Será que os grandes grupos vão desaparecer? Eu sei que alguns estão planejando sua presença on-line há anos, mas a maioria está no caminho errado (ainda que haja tempo para mudar de direção...). A quem insistir no erro, só restará mesmo a extinção. O maior erro, a meu ver, é colocar pessoas que não usam a Web com freqüência (que não são internautas, de fato) para decidir o rumo das estratégias on-line... Por outro lado, as pessoas com expertise o suficiente, para colocar esses grupos novamente na rota certa, preferem trabalhar em empresas estrangeiras ou por conta própria... Os velhos grupos de mídia se acostumaram a ter profissionais bajulando o tempo todo, atrás de vagas (em suas redações do passado) — mas chegou a hora da humildade e de, justamente, fazer o caminho oposto.

9. Voltando um pouco aos blogs, eu queria que você fizesse um balanço da atuação de vocês, na blogosfera brasileira, desde o ano passado, desde o lançamento do portal. Fora todo o barulho, e uma tonelada de e-mails de blogueiros (pedindo para fazer parte do projeto), o que você acha que o Interney Blogs acrescentou à paisagem internética? Descontando a Talent (e o Estadão), pensa que os blogs são mais respeitados no Brasil hoje? E os blogueiros, debaixo do guarda-chuva de vocês, como se sentem (depois deste ano de atividades)? Estão mais felizes com seus blogs? Estão mais realizados em sua vocação de blogueiros? Alguém mais, fora você e o Inagaki, já está conseguindo viver 100% de internet? Extrapolando um pouco o cenário, você imagina um portal vertical, no Brasil, como o Weblogs, Inc.? Ou, de repente, ter um Engadget (ou um Boing Boing), aqui, já não é suficiente?
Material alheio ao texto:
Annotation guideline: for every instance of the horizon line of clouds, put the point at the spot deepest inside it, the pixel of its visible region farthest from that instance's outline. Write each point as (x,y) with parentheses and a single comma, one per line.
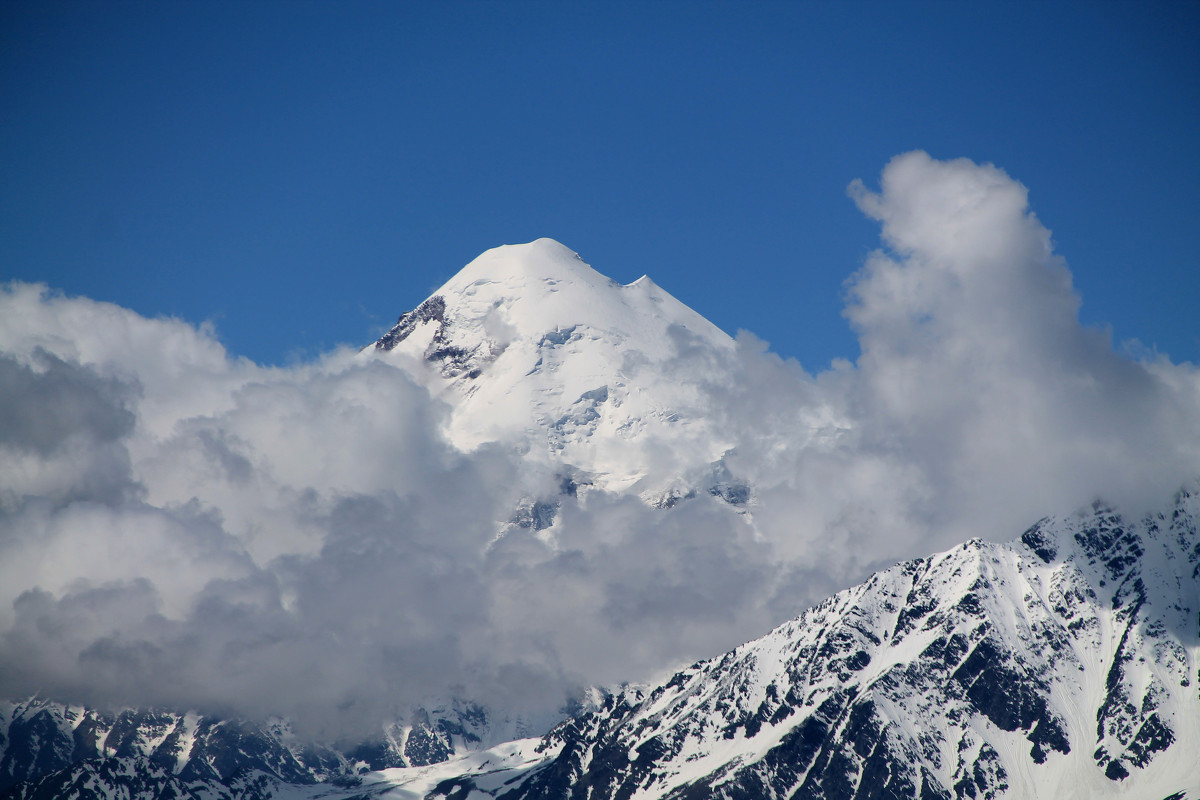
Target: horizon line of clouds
(180,527)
Eu estou te cutucando porque as pessoas que não lêem a internet em outras línguas, provavelmente, nem entendem o que vocês estão tentando fazer...

O Interney Blogs tinha um projeto inicial de atividades que ainda não foi concluído — fazer uma avaliação, agora, seria considerar que eu planejei algo específico para um primeiro ano de atividades, quando, na verdade, não o fiz... Eu planejei, sim, um conjunto de ações e imaginei que, quando concluídas, todo mundo teria uma remuneração respeitável por seu blog. Como eu ainda não encerrei esse primeiro ciclo, não creio que possa supor que haja alguma satisfação adicional dos participantes do projeto... Eu espero, claro, que, no fim, eles estejam mais felizes — mas, hoje, ainda não sei dizer e nem creio que é o momento oportuno para especular.
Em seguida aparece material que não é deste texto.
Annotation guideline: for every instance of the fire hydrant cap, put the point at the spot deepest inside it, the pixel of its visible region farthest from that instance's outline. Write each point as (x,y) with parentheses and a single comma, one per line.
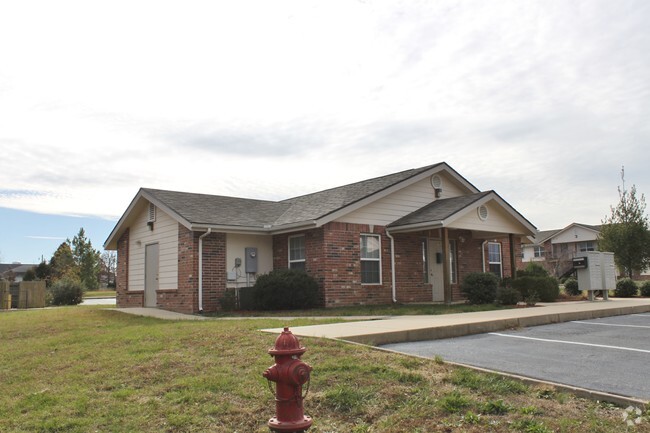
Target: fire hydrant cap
(287,344)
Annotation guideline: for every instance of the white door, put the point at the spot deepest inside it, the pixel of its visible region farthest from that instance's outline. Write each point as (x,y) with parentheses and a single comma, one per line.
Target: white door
(436,274)
(150,275)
O lançamento do Interney Blogs, de forma direta ou indireta, inspirou a criação de outros portais de blogs, e o surgimento de diversos novos blogs. Com certeza, os blogueiros brasileiros, em geral, passaram a ser mais respeitados: não só pela presença que eu o Inagaki temos tido na mídia, mas pela oportunidade que diversos outros blogueiros (não apenas do Interney Blogs) têm tido para falar de diversos assuntos...
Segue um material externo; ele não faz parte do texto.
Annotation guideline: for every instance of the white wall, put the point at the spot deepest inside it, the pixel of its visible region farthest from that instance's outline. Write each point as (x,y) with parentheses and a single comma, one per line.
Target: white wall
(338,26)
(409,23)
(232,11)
Minha principal preocupação, inclusive, não é pegar um blogueiro "mediano" e transformá-lo em um blogueiro "de sucesso". Na minha humilde opinião, todos os participantes do Interney Blogs já são blogueiros fantásticos — mas ainda existe um grande universo de leitores, lá fora, que não sabe disso... Em contrapartida, existem muitas pessoas (especialistas em diversos assuntos) que dariam ótimos blogueiros — pois têm histórias incríveis para contar, e conteúdo relevante para debater na Web.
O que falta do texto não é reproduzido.